3. Verify an existing income calculation
- If you already have calculations built, describe what you want Copilot to check:
- "Review my income calculation in rows 2-15 and tell me if there are any formula errors"
- "Check if my Schedule C income calculation is using the correct FNMA method — add-backs should be depreciation, depletion, and non-recurring losses"
- Copilot will analyze your spreadsheet and flag issues
What you should see: A list of identified issues or a confirmation that your formulas are consistent, with explanations.
4. Create a new income calculator from scratch
- Start a blank spreadsheet
- Tell Copilot: "Create a self-employed income calculator for a sole proprietor using Schedule C income. Include rows for gross income, business expenses, depreciation add-back, depletion add-back, and calculate the 24-month average qualifying income."
- Copilot builds the full worksheet structure with headers, formulas, and even color-coding
What you should see: A complete income calculation template, ready for you to enter data.

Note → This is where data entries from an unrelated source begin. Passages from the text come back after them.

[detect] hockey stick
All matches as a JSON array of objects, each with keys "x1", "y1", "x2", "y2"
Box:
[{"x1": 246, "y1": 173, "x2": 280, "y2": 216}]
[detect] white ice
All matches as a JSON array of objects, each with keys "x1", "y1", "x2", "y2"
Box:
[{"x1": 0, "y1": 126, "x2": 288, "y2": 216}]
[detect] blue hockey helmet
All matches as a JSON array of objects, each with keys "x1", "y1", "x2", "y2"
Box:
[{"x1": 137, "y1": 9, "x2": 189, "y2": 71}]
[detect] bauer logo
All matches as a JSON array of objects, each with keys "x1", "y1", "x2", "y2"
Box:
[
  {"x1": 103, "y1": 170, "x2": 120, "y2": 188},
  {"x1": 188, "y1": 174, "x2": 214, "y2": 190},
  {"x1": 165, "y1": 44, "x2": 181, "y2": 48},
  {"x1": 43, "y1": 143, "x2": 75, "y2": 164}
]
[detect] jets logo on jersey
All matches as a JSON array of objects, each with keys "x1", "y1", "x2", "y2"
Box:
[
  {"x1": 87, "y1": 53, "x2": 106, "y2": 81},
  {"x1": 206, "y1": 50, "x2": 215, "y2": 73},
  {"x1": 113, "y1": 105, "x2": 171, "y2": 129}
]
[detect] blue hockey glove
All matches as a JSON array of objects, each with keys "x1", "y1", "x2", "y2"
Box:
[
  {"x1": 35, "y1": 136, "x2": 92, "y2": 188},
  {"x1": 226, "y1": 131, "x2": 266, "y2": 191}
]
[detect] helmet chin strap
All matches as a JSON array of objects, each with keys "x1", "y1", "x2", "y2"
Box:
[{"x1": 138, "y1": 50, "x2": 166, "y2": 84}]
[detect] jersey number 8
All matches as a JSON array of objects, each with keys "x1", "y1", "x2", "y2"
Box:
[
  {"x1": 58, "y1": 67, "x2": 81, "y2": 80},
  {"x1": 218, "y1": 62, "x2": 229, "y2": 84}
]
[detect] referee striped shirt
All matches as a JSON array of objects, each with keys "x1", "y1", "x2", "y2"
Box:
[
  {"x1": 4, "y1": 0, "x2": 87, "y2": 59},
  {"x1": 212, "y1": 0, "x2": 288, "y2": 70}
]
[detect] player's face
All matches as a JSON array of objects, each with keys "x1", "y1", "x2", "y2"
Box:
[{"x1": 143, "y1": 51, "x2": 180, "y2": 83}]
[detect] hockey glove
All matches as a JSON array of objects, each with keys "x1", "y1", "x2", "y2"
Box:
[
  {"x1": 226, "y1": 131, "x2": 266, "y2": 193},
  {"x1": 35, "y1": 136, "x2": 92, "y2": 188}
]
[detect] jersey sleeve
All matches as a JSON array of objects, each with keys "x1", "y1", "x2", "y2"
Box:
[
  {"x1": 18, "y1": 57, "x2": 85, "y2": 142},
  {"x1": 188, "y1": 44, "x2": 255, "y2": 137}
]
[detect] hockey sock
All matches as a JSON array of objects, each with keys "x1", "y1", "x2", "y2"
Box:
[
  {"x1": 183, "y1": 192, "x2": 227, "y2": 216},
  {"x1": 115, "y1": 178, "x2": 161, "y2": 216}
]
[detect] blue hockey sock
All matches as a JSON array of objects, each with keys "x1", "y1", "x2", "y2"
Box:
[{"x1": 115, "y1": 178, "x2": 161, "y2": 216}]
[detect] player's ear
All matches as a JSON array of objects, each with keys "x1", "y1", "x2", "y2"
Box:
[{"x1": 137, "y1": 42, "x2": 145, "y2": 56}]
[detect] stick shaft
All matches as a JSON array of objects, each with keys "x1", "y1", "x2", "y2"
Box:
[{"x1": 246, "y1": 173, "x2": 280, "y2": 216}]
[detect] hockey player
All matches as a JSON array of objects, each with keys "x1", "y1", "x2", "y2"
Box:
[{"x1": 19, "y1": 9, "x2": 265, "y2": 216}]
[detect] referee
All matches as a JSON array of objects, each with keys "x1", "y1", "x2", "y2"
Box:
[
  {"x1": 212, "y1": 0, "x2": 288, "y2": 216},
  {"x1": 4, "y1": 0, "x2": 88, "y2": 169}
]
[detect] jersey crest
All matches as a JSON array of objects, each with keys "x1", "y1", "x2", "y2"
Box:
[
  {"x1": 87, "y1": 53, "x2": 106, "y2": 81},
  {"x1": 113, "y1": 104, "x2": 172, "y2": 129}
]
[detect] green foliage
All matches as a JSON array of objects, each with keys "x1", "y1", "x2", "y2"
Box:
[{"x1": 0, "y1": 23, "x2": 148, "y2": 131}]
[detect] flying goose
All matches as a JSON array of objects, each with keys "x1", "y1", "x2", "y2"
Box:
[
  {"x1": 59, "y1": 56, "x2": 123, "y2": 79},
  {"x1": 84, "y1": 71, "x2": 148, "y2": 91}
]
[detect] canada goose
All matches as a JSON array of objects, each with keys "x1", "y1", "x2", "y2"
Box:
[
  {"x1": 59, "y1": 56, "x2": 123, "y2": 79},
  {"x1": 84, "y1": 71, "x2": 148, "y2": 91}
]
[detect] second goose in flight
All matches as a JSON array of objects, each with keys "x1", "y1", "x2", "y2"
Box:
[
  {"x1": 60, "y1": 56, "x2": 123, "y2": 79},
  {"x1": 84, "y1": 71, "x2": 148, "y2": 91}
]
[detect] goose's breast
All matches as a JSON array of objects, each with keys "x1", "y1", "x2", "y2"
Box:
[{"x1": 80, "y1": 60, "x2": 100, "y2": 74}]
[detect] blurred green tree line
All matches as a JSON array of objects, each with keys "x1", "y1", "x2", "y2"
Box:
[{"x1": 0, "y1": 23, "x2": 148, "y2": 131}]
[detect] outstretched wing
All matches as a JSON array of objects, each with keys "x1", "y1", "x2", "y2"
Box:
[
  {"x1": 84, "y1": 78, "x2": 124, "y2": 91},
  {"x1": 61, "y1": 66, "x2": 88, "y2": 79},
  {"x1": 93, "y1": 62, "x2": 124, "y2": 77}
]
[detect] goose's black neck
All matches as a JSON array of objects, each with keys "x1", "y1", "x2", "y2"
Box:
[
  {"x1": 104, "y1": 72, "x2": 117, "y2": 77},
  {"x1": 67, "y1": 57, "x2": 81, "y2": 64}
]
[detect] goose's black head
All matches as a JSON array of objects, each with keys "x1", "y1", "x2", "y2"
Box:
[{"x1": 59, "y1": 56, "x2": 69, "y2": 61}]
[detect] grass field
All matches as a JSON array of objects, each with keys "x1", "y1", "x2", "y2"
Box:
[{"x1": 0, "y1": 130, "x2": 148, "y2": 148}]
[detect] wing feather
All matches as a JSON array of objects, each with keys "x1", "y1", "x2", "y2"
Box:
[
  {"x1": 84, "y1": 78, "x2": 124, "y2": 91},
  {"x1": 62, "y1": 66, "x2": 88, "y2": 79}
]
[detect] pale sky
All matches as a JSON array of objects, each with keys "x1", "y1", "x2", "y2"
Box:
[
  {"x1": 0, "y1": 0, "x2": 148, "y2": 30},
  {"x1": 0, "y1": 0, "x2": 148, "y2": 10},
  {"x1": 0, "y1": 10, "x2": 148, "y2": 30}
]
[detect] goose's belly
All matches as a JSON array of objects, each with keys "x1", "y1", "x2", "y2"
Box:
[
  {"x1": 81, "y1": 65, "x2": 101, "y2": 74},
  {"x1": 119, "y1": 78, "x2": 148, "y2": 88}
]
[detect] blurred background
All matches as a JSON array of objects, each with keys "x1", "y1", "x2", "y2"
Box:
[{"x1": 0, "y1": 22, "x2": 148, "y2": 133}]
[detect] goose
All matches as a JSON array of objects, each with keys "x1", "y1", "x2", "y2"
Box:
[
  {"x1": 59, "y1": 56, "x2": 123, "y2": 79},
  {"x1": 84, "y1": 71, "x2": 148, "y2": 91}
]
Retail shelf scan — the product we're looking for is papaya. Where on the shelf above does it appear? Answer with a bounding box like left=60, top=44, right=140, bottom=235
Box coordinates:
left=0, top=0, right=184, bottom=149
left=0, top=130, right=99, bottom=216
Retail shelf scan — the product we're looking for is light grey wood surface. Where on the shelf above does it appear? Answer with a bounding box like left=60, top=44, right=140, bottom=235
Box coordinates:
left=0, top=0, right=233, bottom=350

Troubleshooting: If Copilot can't find specific guideline formulas (e.g., "FNMA method for S-corp income"), describe the calculation method yourself ("add W-2 wages + K-1 business income, then divide by 24 for monthly qualifying income") — Copilot will build the formula without needing to know the guideline source.
Real Example
Scenario: You have a self-employed borrower with two years of Schedule C returns. You need to calculate qualifying income including depreciation and mileage add-backs per FNMA guidelines.

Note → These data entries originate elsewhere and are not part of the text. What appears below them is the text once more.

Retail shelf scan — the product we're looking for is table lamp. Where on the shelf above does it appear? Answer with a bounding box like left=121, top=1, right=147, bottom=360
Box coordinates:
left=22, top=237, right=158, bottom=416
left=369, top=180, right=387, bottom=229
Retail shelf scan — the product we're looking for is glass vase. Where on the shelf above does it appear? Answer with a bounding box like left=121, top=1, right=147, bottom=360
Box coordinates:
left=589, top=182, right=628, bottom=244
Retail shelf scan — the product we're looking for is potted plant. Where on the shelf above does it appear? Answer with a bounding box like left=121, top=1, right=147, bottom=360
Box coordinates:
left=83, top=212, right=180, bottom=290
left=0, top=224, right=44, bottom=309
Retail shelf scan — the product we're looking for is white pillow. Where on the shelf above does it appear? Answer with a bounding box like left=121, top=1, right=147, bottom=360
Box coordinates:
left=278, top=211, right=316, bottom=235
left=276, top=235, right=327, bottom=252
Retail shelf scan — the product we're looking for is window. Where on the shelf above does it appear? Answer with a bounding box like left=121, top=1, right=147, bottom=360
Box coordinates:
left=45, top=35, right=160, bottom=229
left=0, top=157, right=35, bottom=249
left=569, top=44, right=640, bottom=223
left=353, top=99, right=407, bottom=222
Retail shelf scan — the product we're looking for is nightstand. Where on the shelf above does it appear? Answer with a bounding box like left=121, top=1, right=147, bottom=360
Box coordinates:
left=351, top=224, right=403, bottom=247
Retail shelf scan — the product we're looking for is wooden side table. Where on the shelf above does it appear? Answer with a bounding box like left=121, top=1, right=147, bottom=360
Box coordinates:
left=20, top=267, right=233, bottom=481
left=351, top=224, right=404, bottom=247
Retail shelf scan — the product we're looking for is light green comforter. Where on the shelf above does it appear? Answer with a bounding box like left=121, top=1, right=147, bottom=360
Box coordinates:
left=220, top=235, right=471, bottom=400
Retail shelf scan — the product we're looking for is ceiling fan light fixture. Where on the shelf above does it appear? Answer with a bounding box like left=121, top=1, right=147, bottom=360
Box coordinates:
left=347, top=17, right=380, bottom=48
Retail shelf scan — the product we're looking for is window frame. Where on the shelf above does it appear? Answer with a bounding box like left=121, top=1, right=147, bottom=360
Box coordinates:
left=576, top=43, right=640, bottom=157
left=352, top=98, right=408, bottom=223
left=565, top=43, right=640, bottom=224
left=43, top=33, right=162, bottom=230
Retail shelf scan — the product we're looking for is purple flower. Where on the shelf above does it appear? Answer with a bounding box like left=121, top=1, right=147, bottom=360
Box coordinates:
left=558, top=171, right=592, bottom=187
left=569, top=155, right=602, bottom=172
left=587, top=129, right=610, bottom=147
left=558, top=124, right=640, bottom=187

What you type in Copilot: "Create a Schedule C income worksheet. Rows: (1) Net profit from Schedule C line 31, (2) add Depreciation from 4562, (3) add Business use of home if any, (4) subtract non-recurring income, (5) sum = adjusted income Year 1 and Year 2, (6) two-year average monthly qualifying income. I'll enter the actual dollar amounts."
What you get: A clean, organized calculation worksheet with formulas already built — you just fill in the numbers from the tax return.
Time saved: 20–30 minutes of manual spreadsheet building → 5 minutes.
Tips
- Save your Copilot-built income calculators as templates so you don't rebuild them each time — one session creates a permanent tool
- After Copilot generates a formula, always verify the result against a manual spot-check — a $1,000/month error compounds to $360K+ over a 30-year loan
- Ask Copilot to "add input validation so cells only accept numbers" — this prevents data entry errors from corrupting calculations
Tool interfaces change — Excel Copilot requires M365 Copilot license from your employer. Features are updated frequently.